Shoshanah D. Goldberg has more than twenty years of experience as a senior administrator, fundraiser, consultant, and educator in the nonprofit sector. She has been director of Greenwich House Pottery and acting director of the Museum of Holography, and has also raised funds for renowned healthcare organizations, universities, youth agencies, and museums including American Cancer Society, March of Dimes, Police Athletic League, The Paley Center for Media, and The American Museum of Natural History. As a consultant, Goldberg has counseled Polaroid, National Geographic, Children’s Television Workshop, Publicolor, and Socrates Sculpture Park, as well as numerous individuals, not-for-profits and community-based organizations. For more than eight years, Goldberg has taught fundraising and grant writing at the graduate level.

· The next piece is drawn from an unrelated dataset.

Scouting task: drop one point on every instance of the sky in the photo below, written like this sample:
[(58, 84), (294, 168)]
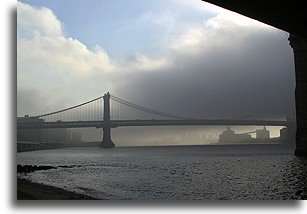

She is a Part-Time Assistant Professor at The Milano School of International Affairs, Management and Urban Policy at The New School, where she teaches courses on arts management & cultural policy, fundraising and grant writing. She also teaches graduate classes at Hunter College's Urban Affairs and Planning and Columbia's School of Architecture, Planning and Preservation. Goldberg has been a featured speaker at conferences including Fundraising Day in New York and the Faith Based Conference on Economic Development, and lectures regularly on fundraising and sponsorship at industry seminars and conferences. A graduate of University of Michigan, Goldberg holds a B.F.A. in ceramics and M.B.A. in arts administration from SUNY Binghamton, and is currently a Ph.D. candidate in Public and Urban Policy at Milano The New School for Management and Urban Policy. Goldberg’s doctoral research, funded by The Rockefeller Foundation, focuses on the relationship between cultural policy and economic development in Toronto and New York. Goldberg teaches Foundations of Fundraising and Development. 

Shoshanah Goldberg teaches Foundations of Fundraising and Development.